You Never Miss the Dopamine Until the Brain Runs Dry
Oh, don’t blame yourselves. A few of you actually DID purchase a hardcover or paperback or Kindle or ebook cover of either “Deep Brain Diary” or “No Doorway Wide Enough.” And as soon as I get my meager royalty checks for those purchases, I’ll cut a fancy check for $45 each to the National Parkinson Foundation and the Charles DBS Research Fund at Vanderbilt University Medical Center.
My mistake was misunderstanding the market. And this would also explain why I had to take the self-publishing route. Agents KNEW folks wouldn’t be interested in a patient’s first-person story about Parkinson’s disease. Publishers KNOW your name has to be Michael J. Fox before they’d publish such a book because otherwise they’d be wasting their money printing a book written by some unknown mook where the ultimate outcome for the writer would likely be worsening disease, dementia and then death.
I mean, Jesus! Who wants to read a downer book like THAT when there are Vampire/Werewolf movies and Harry Potter and self-help books about how you can stop dating the wrong kind of man out there?
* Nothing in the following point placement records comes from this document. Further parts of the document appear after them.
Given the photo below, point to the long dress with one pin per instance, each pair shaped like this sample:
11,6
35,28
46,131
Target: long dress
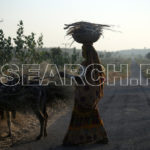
86,126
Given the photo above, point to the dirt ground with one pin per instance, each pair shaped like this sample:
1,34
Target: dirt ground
26,127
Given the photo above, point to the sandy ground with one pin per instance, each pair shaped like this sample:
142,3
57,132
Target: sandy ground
126,115
25,127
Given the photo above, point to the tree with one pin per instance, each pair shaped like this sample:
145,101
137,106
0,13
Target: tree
74,56
26,49
148,55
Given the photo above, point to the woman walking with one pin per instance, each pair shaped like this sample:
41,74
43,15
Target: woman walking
86,125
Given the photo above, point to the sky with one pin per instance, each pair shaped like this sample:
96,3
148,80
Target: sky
130,20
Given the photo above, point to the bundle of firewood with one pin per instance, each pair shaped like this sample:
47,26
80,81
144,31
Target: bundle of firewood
85,32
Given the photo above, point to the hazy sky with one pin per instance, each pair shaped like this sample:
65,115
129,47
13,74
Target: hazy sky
131,17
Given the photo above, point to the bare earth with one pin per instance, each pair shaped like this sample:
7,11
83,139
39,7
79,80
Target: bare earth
126,115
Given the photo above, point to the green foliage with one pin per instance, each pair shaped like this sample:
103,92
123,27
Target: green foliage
148,55
5,49
26,49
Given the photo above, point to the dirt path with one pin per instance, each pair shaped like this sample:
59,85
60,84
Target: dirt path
126,115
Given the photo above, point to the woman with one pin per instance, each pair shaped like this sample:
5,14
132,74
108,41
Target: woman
86,125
I’ve written about this before. You don’t see telethons for Parkinson’s disease because there aren’t any cute, chubby little children with Parkinson’s for Jerry Lewis to roll out on a wheelchair to make you feel sorry for. You don’t see a coordinated “Susan B. Kolman Race for the Cure” effort to raise money for Parkinson’s research, because there aren’t a whole lot of vigorous folks at this stage of PD who look bright, clear-eyed, and seem otherwise healthy and vibrant except for that killer cancer that your donations will help cure. You don’t see a national campaign for Parkinson’s like you do for Autism because, for God’s sake, Autism happens to KIDS! And who wouldn’t want to do something for the KIDS? You don’t even see the kind of campaign that the ASPCA has on TV now with the sad puppies and kitties in cages because who WOULDN’T feel sad about the sad puppies and kitties, and the little kids in Africa who have to get their daily drinking water from a stream full of water buffalo excrement, or little Maria Guadalupe who can’t go to school because she has no shoes?
Best WE could do would be to show what Parkinson’s does to people. And since consumer testing shows that, by and large, people don’t LIKE even LOOKING at old folks… even HEALTHY ones… that idea is a loser.
Look at your TV, for God’s sake. Even the commercials that cater to the elderly show older folks who look like they could run a 5K without even bothering to stretch first. Long, lean women with a few wrinkles and nicely greyed hair. Handsome, rugged men with rippling muscles and a thick crop of silver on their heads. THAT’S what the public WANTS to see in its old folks! THAT’s the image that SELLS!
Maybe if we concentrated on Young Onset Parkinson’s Disease. Show folks how 10 years of Parkinson’s can turn this…
A guy with just as much going on upstairs as before, as bright, as intelligent, as witty as he ever was, but due to Parkinson’s masking, he can’t show the emotions he’s feeling, He has trouble sitting up straight, he’s fully aware of how his body is betraying him and he tries to be cheerful about it — hell, he even wrote a BOOK about it — but to the public at large he’s just another old man who shuffles when he walks with his cane or his walker, who stops and freezes when he comes to a doorway or a narrow passage or a change in the pattern on the floor, or a change from a level to a sloping surface. Just another old guy. Why bother. Old people are gonna die anyway.
Except, I’m not old. I’m 55 years old. I’ve had this bastard of a disease since I was 45. And if this year is like any other, 50,000 Americans… many of them in their early 40s… will ALSO get this diagnosis. And in 3 years, 5 years, 10 years, YOU could look like this… OK, maybe not quite so chubby and with a bit more hair on your head. But you get the picture.
And THAT is why you SHOULD CARE! If not for altruistic reasons, for SELFISH reasons. Don’t wait for your dad or mom, your uncle or aunt, your brother or sister, your cousin, your SON or DAUGHTER for God’s sake, to tell you, “The doctor says I have Parkinson’s.” CARE ABOUT IT NOW!